Transport in Mogadishu

 In Mogadishu, water transport remains fundamental to the city's existence. As Ibn Battuta noted:

[Mogadishu] is a town endless in its size. Its people have many camels, of which they slaughter hundreds every day and they have many sheep. Its people are powerful merchants. In it are manufactured the cloths named after it which have no rival, and are transported as far as Egypt and elsewhere.

One of the customs of the people of this city is that when a ship arrives at the anchorage, the sunbuqs (small boats) come out to it. In every sunbuq is a group of young people of the town, and every one of them brings a covered dish with food in it. He offers it to one of the merchants of the ship and says ‘This is my guest.’ Each one of them does similarly. When the merchant disembarks from the ship he goes nowhere but to the house of his host from among these young people. But a mean who has frequented the place a good deal and obtained a knowledge of its people may lodge where he wishes. When he lodges with his host, the host sells his goods for him and buys on his behalf. He who buys from him at too low a price or sells to him without the presence of his host—that transaction is considered as rejected. There is profit for them in this custom… (Ibn Battuta in Black Africa, 16–17).
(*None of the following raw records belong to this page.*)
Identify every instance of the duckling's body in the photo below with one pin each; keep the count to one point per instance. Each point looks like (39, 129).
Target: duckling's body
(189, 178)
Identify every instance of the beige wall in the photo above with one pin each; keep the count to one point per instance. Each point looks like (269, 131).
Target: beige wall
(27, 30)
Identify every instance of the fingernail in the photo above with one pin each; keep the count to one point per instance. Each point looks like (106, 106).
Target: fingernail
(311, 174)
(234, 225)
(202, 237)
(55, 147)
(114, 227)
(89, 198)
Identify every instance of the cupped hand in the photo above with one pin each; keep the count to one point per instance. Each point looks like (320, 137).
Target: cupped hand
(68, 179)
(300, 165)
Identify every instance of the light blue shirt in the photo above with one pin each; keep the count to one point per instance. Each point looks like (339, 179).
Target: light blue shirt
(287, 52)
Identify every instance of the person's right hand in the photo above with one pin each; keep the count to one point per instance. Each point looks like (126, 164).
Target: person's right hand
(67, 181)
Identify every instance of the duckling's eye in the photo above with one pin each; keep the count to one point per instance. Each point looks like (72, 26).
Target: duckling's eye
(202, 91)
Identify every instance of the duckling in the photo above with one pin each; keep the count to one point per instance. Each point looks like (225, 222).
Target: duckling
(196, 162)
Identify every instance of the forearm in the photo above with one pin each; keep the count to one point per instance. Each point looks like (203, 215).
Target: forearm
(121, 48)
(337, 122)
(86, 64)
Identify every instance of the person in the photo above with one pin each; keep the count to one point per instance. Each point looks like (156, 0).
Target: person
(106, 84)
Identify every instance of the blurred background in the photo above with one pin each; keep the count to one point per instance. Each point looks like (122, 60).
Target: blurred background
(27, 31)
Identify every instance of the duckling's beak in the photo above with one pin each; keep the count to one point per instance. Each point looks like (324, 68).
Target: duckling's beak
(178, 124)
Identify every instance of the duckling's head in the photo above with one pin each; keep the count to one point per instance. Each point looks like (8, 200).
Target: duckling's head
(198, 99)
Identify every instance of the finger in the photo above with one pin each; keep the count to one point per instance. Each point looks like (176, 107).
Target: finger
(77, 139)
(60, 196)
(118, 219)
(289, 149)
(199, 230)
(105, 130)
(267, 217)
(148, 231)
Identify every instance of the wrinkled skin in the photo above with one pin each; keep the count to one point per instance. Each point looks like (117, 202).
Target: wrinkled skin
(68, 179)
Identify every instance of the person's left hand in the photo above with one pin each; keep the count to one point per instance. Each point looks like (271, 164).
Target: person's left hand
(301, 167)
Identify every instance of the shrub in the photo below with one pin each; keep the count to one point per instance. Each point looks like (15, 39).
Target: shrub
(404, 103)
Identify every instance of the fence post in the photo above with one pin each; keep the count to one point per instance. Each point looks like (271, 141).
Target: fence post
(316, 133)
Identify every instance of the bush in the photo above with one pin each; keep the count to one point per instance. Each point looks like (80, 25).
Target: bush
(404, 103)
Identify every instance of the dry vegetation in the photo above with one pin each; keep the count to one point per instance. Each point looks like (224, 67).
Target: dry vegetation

Since the time of Ibn Battuta, relationships with the Indian Ocean and the interior have enabled Mogadishu to thrive. When the Ajuran Empire came to power, the relationship between the city and the Shebelle and Jubba Rivers. The Empire built dams and control systems and enacted taxation schemes to build the empire, and the control of the agricultural areas around these rivers enabled the further growth of Mogadishu. 

The Italians capitalized on this system, building a railway from Afgoye, in the Shebelle River, where the river seasonally runs dry, requiring land transport to the ports. The vestiges of Italian Somaliland laid the groundwork for a transportation portfolio that the Barre Regime used in the mid-to-late twentieth century for the production of a national Somali identity. Somali Airways became a powerful symbol of the new nation, a further inculcation into the notion of the nation. While Somali Airlines collapsed with the fall of the Barre regime, it's been used as leverage for national reconstruction. 

In the meantime, a desire for increased security has created privatized enclaves within the city to ensure safety and security for those who can afford it. Currently, hundreds of thousands of internally displaced people live on the outskirts of the city where there's an incredibly high density of people. Semi-formalized and informal bus systems operate around the city, but this operation comes with the emergence of a Somali diaspora and Turkish government investing heavily in profit-oriented development schemes that provide little for the IDPs around the city.